While drones have proved themselves lucrative–or even critical–in a number of new use cases, the safety of these small aircrafts still remains tenuous: adverse weather, obstacles such as power lines and trees, as well as poor battery range make widespread deployment difficult and potentially hazardous. Ericsson and Vodafone have partnered to test technology that utilizes mobile network data to secure flight corridors for drones, making sure they are in range of good signals.  

“The mobile network is a data-rich asset that can be responsibly and securely used to aid society. APIs will speed up the adoption of drones for commercial and public sector use, bringing many benefits such as being able to assess fires, deliver medical supplies, and help businesses survey hazardous conditions like construction sites, power lines and our own mobile masts, quicker and more safely.” –Johan Wibergh, CTO, Vodafone

Trials were conducted in Germany and Spain, where in the later Vodafone used a drone to deliver a life-saving defibrillator to a patient undergoing cardiac arrest.

Satellite operator Intelsat dropped $400 million to pick up inflight connectivity company Gogo, with the goal of expanding into the connected aviation sector. Intelsat CEO Stephen Spengler explains:

“Demand for inflight broadband is expected to grow at a double-digit rate over the next decade, and we remain committed to long-term success in broadband mobility services. With Gogo Commercial Aviation, we will bring our complementary and collective expertise to help solve our customers’ toughest inflight connectivity and entertainment challenges. Our ability to initiate, execute and rapidly finalize this transaction demonstrates the forward momentum that Intelsat has maintained over the course of this year.” –Stephen Spengler, CEO, Intelsat


Breaking news: Americans are spending a lot of money on video games. 

Obviously I’m being facetious––the US’ love for gaming is hardly a surprise, especially given the circumstances of this past year. But now, it’s not just kids–people of all ages are turning to the pastime, including older generations.

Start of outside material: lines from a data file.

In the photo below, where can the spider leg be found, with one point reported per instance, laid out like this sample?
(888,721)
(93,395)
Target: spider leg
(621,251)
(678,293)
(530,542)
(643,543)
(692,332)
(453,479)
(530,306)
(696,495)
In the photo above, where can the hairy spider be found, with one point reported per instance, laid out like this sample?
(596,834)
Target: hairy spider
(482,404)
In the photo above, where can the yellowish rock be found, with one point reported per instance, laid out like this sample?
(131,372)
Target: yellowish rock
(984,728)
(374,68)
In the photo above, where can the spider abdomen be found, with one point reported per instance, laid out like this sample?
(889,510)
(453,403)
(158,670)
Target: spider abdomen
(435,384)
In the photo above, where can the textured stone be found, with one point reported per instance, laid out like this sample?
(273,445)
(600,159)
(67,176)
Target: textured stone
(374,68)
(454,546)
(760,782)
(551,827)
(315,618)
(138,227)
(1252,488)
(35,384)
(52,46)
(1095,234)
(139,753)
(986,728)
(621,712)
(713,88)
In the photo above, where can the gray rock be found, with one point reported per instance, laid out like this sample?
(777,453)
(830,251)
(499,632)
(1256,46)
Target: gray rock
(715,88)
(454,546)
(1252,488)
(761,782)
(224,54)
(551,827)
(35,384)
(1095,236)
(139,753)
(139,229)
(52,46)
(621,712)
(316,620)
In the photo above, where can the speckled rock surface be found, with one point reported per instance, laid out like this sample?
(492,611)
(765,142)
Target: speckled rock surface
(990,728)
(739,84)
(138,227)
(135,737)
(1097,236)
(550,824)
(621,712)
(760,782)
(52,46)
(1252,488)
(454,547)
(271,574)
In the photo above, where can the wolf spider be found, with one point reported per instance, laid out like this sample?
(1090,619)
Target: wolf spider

“This year, video games is one of the most consistent growth categories in terms of overall participation and investment relative to 2019. This may simply reflect an acceleration of trends that were in effect prior to the pandemic. If this is the case, then the gaming market could experience continued growth without a post-pandemic pullback. If not, however, we may see a post-pandemic valley before returning to growth. It all rests on engagement.” –Mat Piscatella, Analyst, NPD

It’s also recently been proven that gaming can benefit mental health, according to a study out of Oxford. So, to misquote a dead english playwright, “If gaming be the food of love, play on, fellow compatriots”. Our nation’s public health is at stake! 

Speaking of health, we all love a dose of escapism: and this new state-sponsored program out of Hawaii is making jetting off to a tropical paradise actually...responsible? The “Movers and Shakas” program––which, let’s take a moment to appreciate the name––will cover round-trip airfare to Oahu for remote workers from the United States, with the expectation that participants stay for at least 30 days and contribute a few hours every week to volunteering with nonprofits. The way co-founder and CEO of FCH Enterprises Jason Higa sees it, the program could help mitigate the pandemic-related drop in tourism, and boost the economy while offering qualifying professionals an excuse to get a change of scenery. Honestly, sign me up! Or sign yourselves up

That’s all for the global world of telecommunications this week friends, 

The regular #EdgeRoundup readers among you may have come across sporadic references to a recent war in the neighborhood of Armenia. While the war ended a month ago now, its effects continue to linger among the Armenian people, including the many members of our team who live there. While these events barely made international headlines, the German daily Der Spiegel actually had to chance to visit Mutable’s office in the capital Yerevan, and published this nice piece on us (in German).  

And yeah, we know: our office could use some more plants.